I’m not giving up on long sentences. Landon gives some great examples of cumulative sentences from literature. Here’s one of my favorites:
George was coming down in telemark position, kneeling; one leg forward and bent, the other trailing; his sticks hanging like some insect’s thin legs, kicking up puffs of snow as they touched the surface and finally the whole kneeling, trailing figure coming around in a beautiful right curve, crouching, the legs shot forward and back, the body leaning out against the swing, the sticks accenting the curve like points of light, all in a wild cloud of snow.
I shared this sentence on Facebook. One of the members called it “ridiculously long.” Hemingway App marked it as “very hard to read.” But I love this sentence.
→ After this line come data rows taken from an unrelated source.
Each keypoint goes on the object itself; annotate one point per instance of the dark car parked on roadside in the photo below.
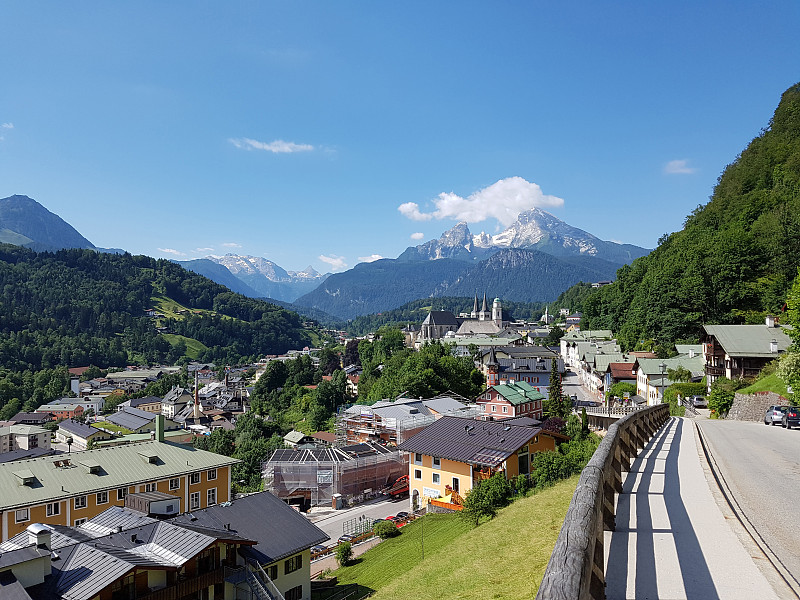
(774, 415)
(791, 417)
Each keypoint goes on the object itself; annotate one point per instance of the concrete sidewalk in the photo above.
(672, 540)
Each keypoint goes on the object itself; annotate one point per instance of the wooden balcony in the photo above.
(189, 586)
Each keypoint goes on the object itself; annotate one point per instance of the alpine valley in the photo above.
(535, 259)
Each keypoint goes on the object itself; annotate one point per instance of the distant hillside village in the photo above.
(116, 472)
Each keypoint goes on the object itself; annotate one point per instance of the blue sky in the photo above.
(297, 130)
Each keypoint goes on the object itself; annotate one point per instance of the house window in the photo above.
(291, 565)
(296, 593)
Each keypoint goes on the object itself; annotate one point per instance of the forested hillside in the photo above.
(735, 258)
(81, 307)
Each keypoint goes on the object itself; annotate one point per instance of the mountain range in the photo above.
(533, 260)
(534, 229)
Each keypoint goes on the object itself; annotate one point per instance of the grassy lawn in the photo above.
(503, 558)
(770, 383)
(193, 347)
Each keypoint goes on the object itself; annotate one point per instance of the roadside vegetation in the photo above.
(461, 561)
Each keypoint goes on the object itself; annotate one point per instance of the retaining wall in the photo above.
(751, 407)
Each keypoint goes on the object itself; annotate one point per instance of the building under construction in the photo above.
(313, 477)
(393, 422)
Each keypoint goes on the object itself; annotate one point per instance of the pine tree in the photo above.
(554, 405)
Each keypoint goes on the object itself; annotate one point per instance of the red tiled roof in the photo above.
(621, 370)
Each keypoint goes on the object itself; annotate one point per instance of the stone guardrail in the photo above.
(613, 411)
(576, 568)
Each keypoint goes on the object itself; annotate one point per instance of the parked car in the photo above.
(774, 414)
(791, 417)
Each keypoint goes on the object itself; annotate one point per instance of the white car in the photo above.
(774, 415)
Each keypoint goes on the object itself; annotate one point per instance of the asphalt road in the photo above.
(761, 466)
(571, 386)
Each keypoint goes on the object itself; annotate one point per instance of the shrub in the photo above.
(344, 554)
(385, 530)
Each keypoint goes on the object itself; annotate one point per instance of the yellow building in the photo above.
(454, 453)
(68, 489)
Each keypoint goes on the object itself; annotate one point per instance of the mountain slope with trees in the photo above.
(81, 307)
(734, 260)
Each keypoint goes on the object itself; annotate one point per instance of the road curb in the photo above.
(785, 583)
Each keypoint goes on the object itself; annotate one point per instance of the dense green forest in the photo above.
(415, 312)
(734, 260)
(82, 307)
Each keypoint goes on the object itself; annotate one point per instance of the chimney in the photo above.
(159, 428)
(39, 535)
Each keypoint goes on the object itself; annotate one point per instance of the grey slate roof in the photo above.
(82, 430)
(119, 466)
(131, 418)
(465, 440)
(440, 317)
(279, 530)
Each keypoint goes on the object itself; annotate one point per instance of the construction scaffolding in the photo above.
(393, 422)
(314, 477)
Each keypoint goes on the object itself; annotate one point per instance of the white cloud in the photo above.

It creates a gorgeous image in my mind; it’s dynamic, the words seeming to mimic the motion of the skier as he comes down the slope, building to a dramatic conclusion. Yes, at 78 words, it’s long, but is it long enough?
No one on the forum agreed with me. One called this sentence “really screwed up.” The most vocal critics insisted that shorter is always better.
I wonder what they would have thought of this sentence:
But I will get the Vélodrome d’Hiver with the smoky light of the afternoon and the high-banked wooden track and the whirring sound the tires made on the wood as the riders passed, the effort and the tactics as the riders climbed and plunged, each one a part of his machine; I will get the magic of the demi-fond, the noise of the motors with their rollers set out behind them that the entraîneurs rode, wearing their heavy crash helmets and leaning backward in their ponderous leather suits, to shelter the riders who followed them from the air resistance, the riders in their lighter crash helmets bent low over their handlebars their legs turning the huge gear sprockets and the small front wheels touching the roller behind the machine that gave them a shelter from the air resistance to ride in, and the duels that were more exciting than any racing, the put-puting of the motorcycles and the riders elbow to elbow and wheel to wheel up and down and around at deadly speed until one man could not hold the pace and broke away and the solid wall of air that he had been sheltered against hit him.
Wow. Another fast-paced, dynamic scene with a punch at the end. It clocks in at 202 words. Hemingway App dinged this for being very hard to read, “grade 100,” whatever that means, and threw in a criticism for the use of passive voice.
Who is the self-indulgent pedant who penned these two “ridiculously long” sentences? The first example is from In Our Time, and the second is from A Moveable Feast, both works by Ernest Hemingway.
The lesson I take from this is, while Hemingway was the master of economical prose, when he had to, he could write sentences of Fitzgeraldian proportions. And they work.
Landon often remarks in his course that the skillful use of the cumulative sentence informs the reader that she is in the hands of a careful writer, one who anticipates the reader’s needs and fulfills them. To me, that sounds like the very definition of economical writing.
I highly recommend Landon’s course. When I viewed the course for the first time I wondered, after two or three lectures, just how Landon could fill twelve hours with new material about writing sentences. By the end of the course, I understood that he was just scratching the surface, a conclusion that was reinforced after viewing the course a second time. And isn’t that what makes writing such a challenging, fascinating, and rewarding pastime: the exploration of the infinite possibilities of language?
Even at the risk of occasionally running-on a sentence.